Circulation 122,210 • Volume 35, No. 1 • February 2020   Issue PDF

APSF-Sponsored 2019 ASA Panel on “Practical Approaches to Improving Medication Safety”

John W. Beard, MD, MBA; Eliot Grigg, MD; Joyce A. Wahr, MD; Elizabeth Rebello, Rph, MD, FASA, CPPS
As a follow-up to the 2018 Medication Safety Stoelting Conference, the APSF held a panel session titled “Practical Approaches to Improving Medication Safety” at the 2019 ASA Annual Meeting, in Orlando, FL. The goal of the APSF-sponsored safety panel was to provide front-line clinicians with actionable strategies to reduce medication errors.

Medication Safety Issues from a Manufacturer’s Perspective

by John W. Beard, MD, MBA

Dr. Beard presented a view of medication safety through the lens of manufacturing safety and the anesthesia medication workflow. He identified key FDA safety principles, including the manufacturer’s obligation to introduce products to market only after establishing that they are safe and effective for the intended use. He emphasized the importance of human factors engineering in medical device design and product testing. By citing recommendations from the European Union Medical Device Regulation, he stressed that risk is preferably eliminated through design, and when residual risk exists it should be mitigated through additional methods such as protective equipment, alarms, labeling, and training.1

Computerized physician order entry, double-checked medication dispensing and preparation, and bar code medication administration at the time of administration for pills and injections may add a higher level of safety to medication administration practices.
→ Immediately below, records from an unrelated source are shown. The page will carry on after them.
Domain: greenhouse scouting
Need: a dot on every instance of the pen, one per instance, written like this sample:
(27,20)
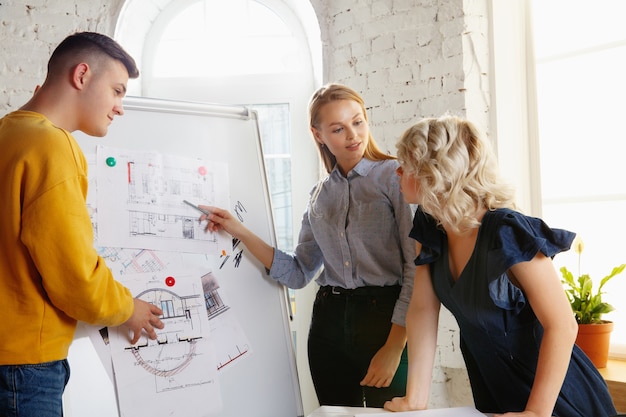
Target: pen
(203,211)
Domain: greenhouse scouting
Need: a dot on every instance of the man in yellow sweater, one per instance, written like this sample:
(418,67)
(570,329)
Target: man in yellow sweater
(50,274)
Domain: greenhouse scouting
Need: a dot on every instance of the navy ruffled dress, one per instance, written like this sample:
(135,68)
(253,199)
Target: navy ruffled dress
(500,334)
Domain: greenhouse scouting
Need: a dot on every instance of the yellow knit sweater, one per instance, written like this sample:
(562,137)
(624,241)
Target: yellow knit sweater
(50,274)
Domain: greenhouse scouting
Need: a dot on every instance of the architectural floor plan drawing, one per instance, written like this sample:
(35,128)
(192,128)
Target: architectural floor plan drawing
(175,374)
(140,200)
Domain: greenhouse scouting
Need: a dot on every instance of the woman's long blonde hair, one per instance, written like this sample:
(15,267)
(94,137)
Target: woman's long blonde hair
(456,170)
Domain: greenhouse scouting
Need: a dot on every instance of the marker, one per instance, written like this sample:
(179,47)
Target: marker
(203,211)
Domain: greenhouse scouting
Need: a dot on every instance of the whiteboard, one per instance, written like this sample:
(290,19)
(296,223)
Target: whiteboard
(266,382)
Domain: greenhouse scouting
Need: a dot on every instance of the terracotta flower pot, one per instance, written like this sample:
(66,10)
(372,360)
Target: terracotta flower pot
(594,340)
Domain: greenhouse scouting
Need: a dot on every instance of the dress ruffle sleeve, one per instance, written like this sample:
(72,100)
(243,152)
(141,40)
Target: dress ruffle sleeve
(427,232)
(518,238)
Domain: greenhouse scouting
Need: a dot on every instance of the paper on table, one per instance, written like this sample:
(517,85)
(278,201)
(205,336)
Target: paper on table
(442,412)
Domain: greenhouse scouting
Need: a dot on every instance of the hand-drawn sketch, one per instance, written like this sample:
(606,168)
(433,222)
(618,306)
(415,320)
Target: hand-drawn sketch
(142,194)
(176,373)
(231,342)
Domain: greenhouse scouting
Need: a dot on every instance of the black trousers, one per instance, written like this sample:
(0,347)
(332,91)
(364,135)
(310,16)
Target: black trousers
(347,328)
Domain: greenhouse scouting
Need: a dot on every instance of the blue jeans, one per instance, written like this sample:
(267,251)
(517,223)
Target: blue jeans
(33,390)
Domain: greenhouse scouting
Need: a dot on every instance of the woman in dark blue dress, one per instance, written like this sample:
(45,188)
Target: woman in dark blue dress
(491,266)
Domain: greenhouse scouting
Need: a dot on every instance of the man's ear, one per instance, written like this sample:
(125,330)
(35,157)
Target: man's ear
(80,75)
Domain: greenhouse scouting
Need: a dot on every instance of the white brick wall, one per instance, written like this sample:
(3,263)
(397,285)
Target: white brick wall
(408,58)
(29,31)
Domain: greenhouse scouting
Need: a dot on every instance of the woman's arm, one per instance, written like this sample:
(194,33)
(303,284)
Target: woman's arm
(384,364)
(540,282)
(422,321)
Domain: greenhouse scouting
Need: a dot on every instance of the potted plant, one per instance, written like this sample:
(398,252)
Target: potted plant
(593,332)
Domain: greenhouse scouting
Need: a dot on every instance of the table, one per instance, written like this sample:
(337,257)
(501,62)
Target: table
(337,411)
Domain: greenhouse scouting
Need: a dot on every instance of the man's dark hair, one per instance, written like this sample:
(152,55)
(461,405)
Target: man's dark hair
(95,44)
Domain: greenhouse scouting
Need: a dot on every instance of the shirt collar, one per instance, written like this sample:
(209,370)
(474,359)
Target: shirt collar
(362,168)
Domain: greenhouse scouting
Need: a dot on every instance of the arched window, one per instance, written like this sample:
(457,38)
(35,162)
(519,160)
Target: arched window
(262,54)
(580,88)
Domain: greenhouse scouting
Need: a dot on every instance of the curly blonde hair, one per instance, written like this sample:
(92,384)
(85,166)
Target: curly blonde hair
(455,169)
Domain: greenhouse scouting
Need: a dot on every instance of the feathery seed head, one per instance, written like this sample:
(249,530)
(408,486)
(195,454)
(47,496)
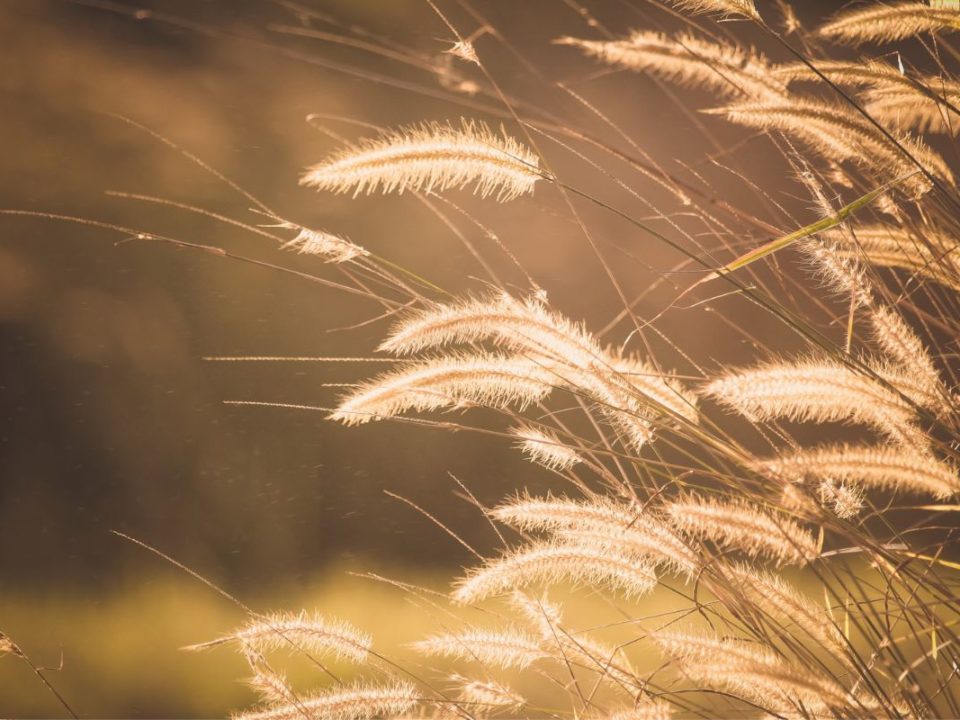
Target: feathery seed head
(741,526)
(545,448)
(889,22)
(688,60)
(886,467)
(453,381)
(549,563)
(724,8)
(431,158)
(301,632)
(819,390)
(487,694)
(504,648)
(361,702)
(331,248)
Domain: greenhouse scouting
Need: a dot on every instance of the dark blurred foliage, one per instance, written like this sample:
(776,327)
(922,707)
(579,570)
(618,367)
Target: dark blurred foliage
(110,417)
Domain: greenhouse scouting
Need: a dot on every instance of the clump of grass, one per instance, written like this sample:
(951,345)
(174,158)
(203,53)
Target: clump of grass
(667,489)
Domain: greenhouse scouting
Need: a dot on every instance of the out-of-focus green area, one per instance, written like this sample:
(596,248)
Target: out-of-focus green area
(110,417)
(118,653)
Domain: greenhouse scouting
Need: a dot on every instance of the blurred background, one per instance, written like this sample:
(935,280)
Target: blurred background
(110,419)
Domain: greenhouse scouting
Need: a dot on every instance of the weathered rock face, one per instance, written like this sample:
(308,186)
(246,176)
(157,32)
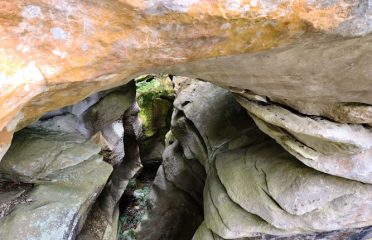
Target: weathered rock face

Adoption of smart pump-electronic health record (EHR) interoperability technology may also provide an improvement in medication safety. The interface between smart pumps and EHR works as a bidirectional wireless communication between the smart pump and EHR, which enables “auto-programming” of infusion parameters onto the pump and “auto-documentation” of infusion pump activity into the EHR. In non-OR environments, smart pump-EHR interoperability has been shown to reduce medication errors, increase efficiency, and increase the accuracy and completeness of documentation.2-4

Infusion pump medication errors in anesthesiology were also highlighted. Although published data is limited, a 2010 New Zealand study demonstrated that nearly one-third of self-reported medication errors were related to infusion pumps.5 In a 2018 University of Washington study, infusion pump errors were identified and significantly reduced by implementing a “smart pump bundle” which included implementing smart pumps for medication infusions, standardizing infusion concentrations, and using centralized pharmacy preparation of infusion medications.6

Dr. Beard recommended that anesthesia professionals take the following actions to improve infusion safety in the perioperative environment:

Table 1 : Author’s Suggestions To Improve Medication Infusion Safety

Utilize smart pumps for the delivery of medications and fluids*
Standardize smart pumps in operating rooms and nonprocedural locations
Standardize concentrations of continuous medication infusions for use in anesthesia and across units
Utilize centralized pharmacy preparation of continuous drips
Analyze smart pump data to evaluate clinician compliance and smart pump effectiveness

*This recommendation is consistent with draft ISMP smart pump guidelines, which indicate that fluids are preferentially administered by smart infusion pump although gravity administration continues to have application in select circumstances.7


Dr. Beard is medical director and shareholder of ICU Medical, Chicago, IL, and a member of the APSF Editorial Board.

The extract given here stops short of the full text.